C’est cette vitalité de la culture africaine, cette aptitude à marier harmonieusement des religions différentes qui a incité Dany Leriche et Jean-Michel Fickinger à s’intéresser au Candomblé, à ses rites de possession, à la personnalité de ses adeptes. Entre Salvador de Bahia et Itaparica, ils ont photographié ces pratiquants individuellement, frontalement, hors de tout contexte événementiel.

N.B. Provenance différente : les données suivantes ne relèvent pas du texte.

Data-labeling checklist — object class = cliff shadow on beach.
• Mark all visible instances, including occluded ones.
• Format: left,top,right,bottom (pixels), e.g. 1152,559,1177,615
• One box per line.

Fidèle à leur manière, ils ont procédé, elle en « metteur en scène », lui en « directeur de la photo » et ont ainsi constitué un ensemble de « portraits allégoriques ». Pratique paradoxale dans laquelle s’affirme une volonté : celle d’incarner certaines notions abstraites (ici, le syncrétisme des cultures, le rôle social des sujets photographiés), et un désir : celui de respecter et de faire affleurer, derrière l’adepte, la personnalité de chaque individu, femme, homme, enfant saisi dans l’instant de l’échange avec le photographe.
Qu’il soit nu, comme dans les compositions picturales inspirées des peintures allégoriques de la Renaissance que réalisait Dany Leriche il y a quelques années, ou qu’il soit, comme dans cette série, vêtu de robes blanches traditionnelles, de T shirts aux effigies des saints ou de la Vierge, c’est toujours le corps qui, par sa présence, par son indocilité, par le poids du regard posé sur lui, parce qu’il est photographié ici et maintenant, donne vie, à cette tentation permanente de l’art de représenter l’idée.